Mit derartigen Selektivvertragskonstruktionen wird es Krankenkassen über die in die Verträge eingeschriebenen Zahnärzte und Versicherten grundsätzlich ermöglicht, Einfluss auf die Auswahl des Zahntechniklabors zu nehmen. De facto führen derartige Konstruktionen dazu, dass nicht an diesem Versorgungsmodell teilnehmende Zahntechniklabore nicht mehr von Zahnärzten beauftragt werden, die in die Vertragsstruktur eingebunden sind. Als zusätzliche Konsequenz kann sich darüber hinaus ergeben, dass in die Vertragskonstruktion eingeschriebene Versicherte ihren Zahnarzt wechseln müssen oder diesen dazu bewegen, sich dem Selektivvertrag anzuschließen, damit eine Weiterbehandlung erfolgen kann.
Ob mit derartigen Konstruktionen wirklich mehr Markt geschaffen wird, ist auch deshalb fraglich, da es aktuell Selektivvertragskonstruktionen gibt, bei denen nur ein einziges zahntechnisches Laboratorium einbezogen wurde.
„Patientenzuführung“ und ihre Schattenseiten
Auch bei den Zahnärzten finden diese Konstruktionen keine ungeteilte Zustimmung. Manch ein Zahnarzt wird sich von der Einbindung in einen derartigen Vertrag und entsprechende Netzwerkkonstruktionen eine Art von „Patientenzuführung“ versprechen. Der Preis ist aber hoch, da auch den Zahnärzten stringente Vorgaben, insbesondere hinsichtlich der Preisgestaltung und der Auswahl des Labors gemacht werden. So hat jüngst die KZV Baden-Württemberg die pauschale Preisdeckelung einer professionellen Zahnreinigung auf 50 Euro in einem Selektivvertrag als „Vertrags-Irrweg“ bezeichnet (siehe DZW 33/09) und jedem Praxisinhaber dringend davon abgeraten, an solchen Knebelverträgen teilzunehmen.
Wünschenswert wäre es, wenn derartige Selektivvertragskonstruktionen auch von offizieller Zahntechnikerseite sehr detailliert beobachtet werden, da es in keinem Fall zu einem unzulässigen Ausschluss von Marktteilnehmern kommen sollte.

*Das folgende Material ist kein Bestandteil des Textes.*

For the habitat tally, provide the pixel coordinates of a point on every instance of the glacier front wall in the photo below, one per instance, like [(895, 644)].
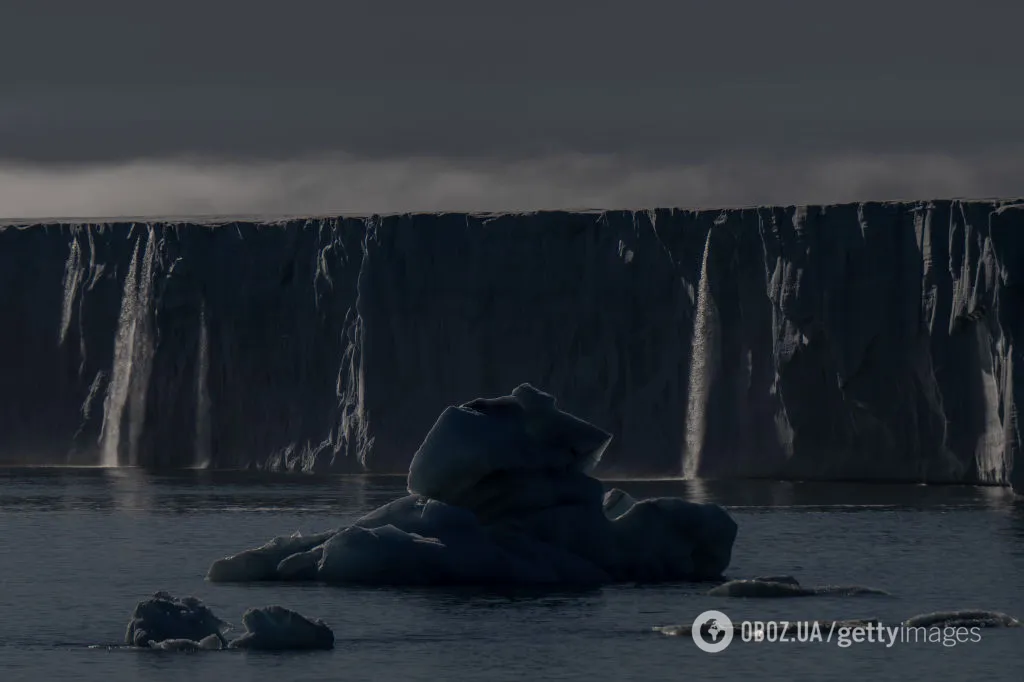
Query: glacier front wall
[(876, 341)]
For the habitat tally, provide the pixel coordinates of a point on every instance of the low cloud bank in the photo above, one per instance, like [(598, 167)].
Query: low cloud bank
[(346, 184)]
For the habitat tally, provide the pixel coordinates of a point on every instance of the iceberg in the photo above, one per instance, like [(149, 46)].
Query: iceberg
[(280, 629), (180, 624), (873, 341), (786, 586), (500, 493), (167, 624)]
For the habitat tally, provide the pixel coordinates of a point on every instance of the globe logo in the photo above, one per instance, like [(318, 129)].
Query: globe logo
[(712, 632)]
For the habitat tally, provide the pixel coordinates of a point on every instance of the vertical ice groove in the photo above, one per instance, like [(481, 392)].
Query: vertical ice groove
[(203, 426), (702, 360), (126, 393), (142, 350), (72, 282), (117, 389)]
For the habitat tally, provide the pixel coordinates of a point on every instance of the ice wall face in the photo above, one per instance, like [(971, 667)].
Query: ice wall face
[(868, 341)]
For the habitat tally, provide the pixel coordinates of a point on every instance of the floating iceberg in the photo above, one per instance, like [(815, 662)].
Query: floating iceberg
[(280, 629), (167, 624), (180, 623), (501, 494), (786, 586)]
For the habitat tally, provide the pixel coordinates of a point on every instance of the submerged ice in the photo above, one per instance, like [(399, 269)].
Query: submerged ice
[(501, 493)]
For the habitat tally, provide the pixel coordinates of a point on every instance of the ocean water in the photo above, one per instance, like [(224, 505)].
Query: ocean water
[(81, 547)]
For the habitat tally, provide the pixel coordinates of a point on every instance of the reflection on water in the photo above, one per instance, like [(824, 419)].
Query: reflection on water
[(57, 489), (200, 491)]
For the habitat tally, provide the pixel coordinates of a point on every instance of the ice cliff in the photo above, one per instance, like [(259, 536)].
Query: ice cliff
[(875, 341)]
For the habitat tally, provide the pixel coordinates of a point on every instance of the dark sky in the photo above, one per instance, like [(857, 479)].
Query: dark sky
[(478, 86)]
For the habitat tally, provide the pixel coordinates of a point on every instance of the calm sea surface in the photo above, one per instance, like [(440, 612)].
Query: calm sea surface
[(81, 547)]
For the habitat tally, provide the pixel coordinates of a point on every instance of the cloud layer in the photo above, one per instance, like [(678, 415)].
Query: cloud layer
[(346, 184)]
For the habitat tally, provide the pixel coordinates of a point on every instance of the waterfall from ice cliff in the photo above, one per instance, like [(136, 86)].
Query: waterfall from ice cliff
[(871, 341), (203, 432), (704, 359), (126, 393)]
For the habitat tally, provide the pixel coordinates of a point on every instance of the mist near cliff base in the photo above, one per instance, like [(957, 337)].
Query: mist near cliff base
[(340, 183)]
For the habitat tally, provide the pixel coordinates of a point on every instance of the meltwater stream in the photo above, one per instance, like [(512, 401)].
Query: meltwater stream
[(90, 543), (877, 341)]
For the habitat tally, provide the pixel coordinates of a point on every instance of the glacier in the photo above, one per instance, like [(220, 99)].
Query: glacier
[(867, 341)]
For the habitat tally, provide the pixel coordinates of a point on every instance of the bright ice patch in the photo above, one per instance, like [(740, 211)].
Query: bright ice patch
[(500, 494)]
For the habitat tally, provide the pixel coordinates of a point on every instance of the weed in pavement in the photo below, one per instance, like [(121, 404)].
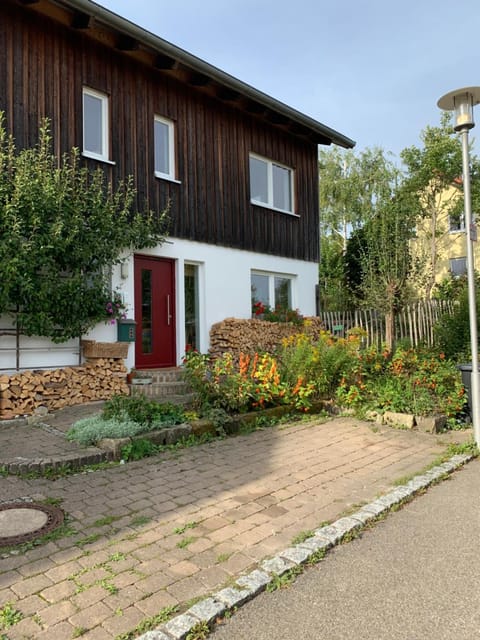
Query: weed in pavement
[(9, 616)]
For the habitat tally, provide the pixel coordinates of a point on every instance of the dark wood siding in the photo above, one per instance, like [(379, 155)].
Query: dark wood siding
[(43, 68)]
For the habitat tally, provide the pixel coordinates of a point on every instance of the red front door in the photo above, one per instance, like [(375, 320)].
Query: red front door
[(155, 312)]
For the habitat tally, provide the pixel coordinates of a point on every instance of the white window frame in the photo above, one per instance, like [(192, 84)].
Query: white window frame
[(457, 273), (461, 226), (171, 174), (105, 126), (270, 204), (271, 275)]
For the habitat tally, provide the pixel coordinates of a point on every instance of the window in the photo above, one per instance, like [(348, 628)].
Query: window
[(95, 125), (164, 141), (271, 184), (191, 306), (458, 266), (456, 222), (272, 289)]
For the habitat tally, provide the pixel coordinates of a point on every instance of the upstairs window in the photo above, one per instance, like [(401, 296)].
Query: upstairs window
[(95, 125), (271, 184), (456, 222), (458, 266), (164, 140)]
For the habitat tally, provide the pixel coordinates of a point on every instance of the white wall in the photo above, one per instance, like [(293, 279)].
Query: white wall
[(224, 291)]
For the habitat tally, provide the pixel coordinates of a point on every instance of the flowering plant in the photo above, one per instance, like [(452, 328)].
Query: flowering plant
[(116, 309), (258, 308)]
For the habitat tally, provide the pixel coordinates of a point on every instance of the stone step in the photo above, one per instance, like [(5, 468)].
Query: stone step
[(172, 374), (162, 385)]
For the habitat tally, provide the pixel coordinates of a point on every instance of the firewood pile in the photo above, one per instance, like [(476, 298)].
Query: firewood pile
[(247, 336), (98, 379)]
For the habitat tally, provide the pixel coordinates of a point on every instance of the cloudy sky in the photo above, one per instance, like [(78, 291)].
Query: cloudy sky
[(371, 69)]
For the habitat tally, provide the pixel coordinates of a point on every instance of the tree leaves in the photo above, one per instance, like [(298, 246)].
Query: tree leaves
[(62, 227)]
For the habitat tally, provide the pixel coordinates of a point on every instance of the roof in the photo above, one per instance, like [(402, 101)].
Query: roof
[(123, 35)]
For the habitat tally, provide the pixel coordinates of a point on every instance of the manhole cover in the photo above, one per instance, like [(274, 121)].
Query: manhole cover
[(25, 521)]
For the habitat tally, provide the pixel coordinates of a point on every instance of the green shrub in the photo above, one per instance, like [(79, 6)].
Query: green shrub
[(138, 449), (90, 430), (124, 417), (452, 332), (412, 381), (141, 409)]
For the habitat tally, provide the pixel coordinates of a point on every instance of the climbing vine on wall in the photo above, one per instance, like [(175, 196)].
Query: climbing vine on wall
[(62, 227)]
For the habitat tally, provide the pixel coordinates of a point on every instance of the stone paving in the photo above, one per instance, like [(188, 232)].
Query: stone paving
[(168, 530)]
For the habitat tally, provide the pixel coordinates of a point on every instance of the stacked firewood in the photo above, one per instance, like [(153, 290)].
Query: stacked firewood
[(99, 379), (247, 336)]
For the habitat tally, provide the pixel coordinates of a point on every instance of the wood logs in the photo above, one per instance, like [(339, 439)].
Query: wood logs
[(98, 379), (247, 336)]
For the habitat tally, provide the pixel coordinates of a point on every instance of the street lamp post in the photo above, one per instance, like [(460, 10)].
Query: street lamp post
[(462, 101)]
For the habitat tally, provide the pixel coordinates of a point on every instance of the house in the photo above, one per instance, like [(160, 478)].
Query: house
[(237, 168), (440, 243)]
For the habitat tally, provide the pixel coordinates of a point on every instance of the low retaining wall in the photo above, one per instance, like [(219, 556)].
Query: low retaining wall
[(98, 379), (236, 336)]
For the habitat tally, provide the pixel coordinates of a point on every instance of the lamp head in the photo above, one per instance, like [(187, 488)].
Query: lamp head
[(461, 101)]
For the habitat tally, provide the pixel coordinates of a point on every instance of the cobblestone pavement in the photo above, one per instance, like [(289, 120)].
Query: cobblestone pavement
[(164, 531)]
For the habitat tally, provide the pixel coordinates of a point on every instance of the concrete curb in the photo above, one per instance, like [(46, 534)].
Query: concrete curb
[(250, 585)]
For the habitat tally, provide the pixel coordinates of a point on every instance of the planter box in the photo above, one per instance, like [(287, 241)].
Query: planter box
[(93, 349)]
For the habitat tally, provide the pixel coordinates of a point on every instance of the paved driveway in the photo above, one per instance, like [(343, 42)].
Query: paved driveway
[(166, 530)]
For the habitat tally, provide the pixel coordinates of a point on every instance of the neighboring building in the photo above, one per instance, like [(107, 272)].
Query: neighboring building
[(440, 242), (238, 168)]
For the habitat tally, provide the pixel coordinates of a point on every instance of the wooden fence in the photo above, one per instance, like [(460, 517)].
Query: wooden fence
[(416, 322)]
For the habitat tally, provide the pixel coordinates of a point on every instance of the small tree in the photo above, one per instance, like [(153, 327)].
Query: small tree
[(61, 230), (386, 264)]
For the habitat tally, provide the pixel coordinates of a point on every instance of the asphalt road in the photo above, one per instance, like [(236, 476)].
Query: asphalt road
[(413, 576)]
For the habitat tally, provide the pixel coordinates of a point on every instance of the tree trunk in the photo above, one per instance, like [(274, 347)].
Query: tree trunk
[(390, 330)]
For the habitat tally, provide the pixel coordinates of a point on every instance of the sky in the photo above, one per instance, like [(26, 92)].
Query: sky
[(371, 69)]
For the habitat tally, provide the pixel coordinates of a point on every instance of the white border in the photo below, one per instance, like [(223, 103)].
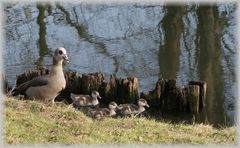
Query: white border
[(120, 2)]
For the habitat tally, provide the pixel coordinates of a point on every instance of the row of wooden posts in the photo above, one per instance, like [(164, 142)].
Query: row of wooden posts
[(166, 95)]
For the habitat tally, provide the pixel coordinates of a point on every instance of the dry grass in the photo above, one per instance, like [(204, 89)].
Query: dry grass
[(31, 122)]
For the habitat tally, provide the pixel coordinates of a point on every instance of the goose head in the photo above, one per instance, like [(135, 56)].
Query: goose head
[(112, 105), (142, 102), (60, 55), (96, 95)]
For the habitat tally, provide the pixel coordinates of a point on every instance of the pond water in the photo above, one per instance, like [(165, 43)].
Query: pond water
[(186, 42)]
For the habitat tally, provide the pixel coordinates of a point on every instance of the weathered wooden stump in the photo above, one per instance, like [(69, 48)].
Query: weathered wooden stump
[(121, 90), (165, 97), (6, 86), (193, 98), (202, 93)]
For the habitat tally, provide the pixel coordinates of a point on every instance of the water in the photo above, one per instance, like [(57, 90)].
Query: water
[(186, 42)]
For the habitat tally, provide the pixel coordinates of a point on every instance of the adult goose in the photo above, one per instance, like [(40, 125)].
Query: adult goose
[(46, 87), (132, 109)]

Im Ergebnis fragt man sich, ob derartige „Zahntechnikselektivverträge“ wirklich mehr Wettbewerb bringen. Ein diversifizierter Markt ist jedenfalls die beste Vorbeugung gegen Oligopole gleich welcher Art.
Möge jeder Anbieter von Zahnersatz jeden Tag aufs Neue Zahnärzte und Patienten durch seine guten Leistungen überzeugen.